Ella y yo éramos casi idénticos. ¡Era como si me hubiera besado a mí!
Odié pensarlo. Odié imaginarlo. Odié la imagen de sus labios, odié la idea misma de un beso… y odié aún más imaginarme besándolo a él. ¿Por qué demonios esa imagen se había formado en mi cabeza? No tenía sentido.

Isagi me lanzó una mirada fugaz mientras besaba a Cassia. ¿Para qué? ¿Cuál era su propósito?
Primero había actuado como un idiota en el jardín, y ahora… ¿esto? ¿Intentaba burlarse de mí? ¿Hacerme enojar?

¿Qué le había hecho yo? Si el tipo había llegado al vecindario con ese porte y esos aires de superioridad.
Claro que me sentí intimidado. ¿Cómo no hacerlo? ¿Qué tenía yo para compararme?

Tenía veintitrés. Terminé la licenciatura en literatura, sí, pero ni siquiera sabía qué hacer con eso. Yo no quería ir a la universidad. Papá insistió: “haz una carrera, es mejor que trabajar en la tierra”.
Pero yo amaba trabajar en la tierra. En el jardín. Era lo único que me hacía sentir útil. Lo único que realmente sabía hacer. Y, probablemente, lo único a lo que me dedicaría toda la vida.

Yo era flaco. Y sí, el trabajo al sol me marcaba los músculos, pero no era nada comparado con Isagi, que parecía tener tiempo de sobra para ir al gimnasio y esculpir su cuerpo.
Era atractivo. Muy atractivo.
Tenía todo: dinero, belleza, cuerpazo, independencia…
Parecía tener la vida resuelta.
Y yo… yo solo tenía tierra en las uñas y una pala.

Claro que mi hombría se sintió amenazada. ¿Qué más podía ser? ¿Solo eso… no?

De verdad quería perdonarlo. Pensé que tal vez solo había tenido un mal día.
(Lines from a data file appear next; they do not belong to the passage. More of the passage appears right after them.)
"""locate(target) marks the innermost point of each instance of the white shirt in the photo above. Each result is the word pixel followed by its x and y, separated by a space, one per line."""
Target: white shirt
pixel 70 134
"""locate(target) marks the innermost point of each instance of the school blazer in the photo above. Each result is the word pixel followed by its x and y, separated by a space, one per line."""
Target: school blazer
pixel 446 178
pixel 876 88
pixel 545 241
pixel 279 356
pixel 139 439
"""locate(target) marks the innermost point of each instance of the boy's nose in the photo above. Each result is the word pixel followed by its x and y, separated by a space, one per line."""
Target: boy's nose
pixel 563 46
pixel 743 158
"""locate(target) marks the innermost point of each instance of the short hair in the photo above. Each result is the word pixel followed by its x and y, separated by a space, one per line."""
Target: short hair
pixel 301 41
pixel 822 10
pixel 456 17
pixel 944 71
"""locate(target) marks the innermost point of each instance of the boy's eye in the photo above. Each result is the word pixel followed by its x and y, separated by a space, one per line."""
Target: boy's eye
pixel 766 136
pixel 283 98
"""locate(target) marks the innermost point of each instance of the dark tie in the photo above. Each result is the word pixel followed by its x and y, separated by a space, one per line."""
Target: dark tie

Yo también los tenía. Muchos. Y cuando los tenía, era cortante, malagradecido, insoportable.
Pero ¿besar a mi hermana? ¡Ella tenía novio! ¡Y era el cumpleaños del novio! Fue una completa falta de respeto. Una humillación.

Por supuesto que azoté la puerta. No me importó dañar un poco su lindo auto. Seguro podía comprarse cinco más si le daba la gana.

Subí de nuevo al asiento del copiloto. Isagi, sin decir palabra, también subió.
Su mirada estaba tranquila, relajada… como si nada hubiera pasado. Como si todo estuviera bien.

Y eso me enfureció más.
¿Cómo podía estar tan tranquilo?
¿Acaso no se daba cuenta de que yo estaba a punto de explotar?

Isagi encendió el auto sin decir una palabra. Silencio. Solo el ronroneo del motor llenaba el aire mientras su mirada se mantenía fija en el camino, como si el asfalto fuera lo único que importaba.

Yo quería hablar, pero ¿Que le podía decir? Tenía tantas emociones encontradas que se volvió confuso. Ese sentimiento de rabia que sentía era tan extraño, tan diferente que no podía ponerle nombre, solo sé que quería mentarcela al tipo.

—Bonito show, ¿eh? —solté con tono sarcástico—. Qué considerado de tu parte besar a mi hermana en el cumpleaños de su novio. Casi me sacas una lágrima.

Mi pierna rebotaba contra el piso, como un tic nervioso imposible de controlar. Tenía los brazos cruzados y mordíendo mi labio inferior, lo miré.

—¿Qué? —dijo, frunciendo el ceño —. ¿El del cumpleaños es el novio? —preguntó, genuinamente confundido. Tal vez incluso horrorizado.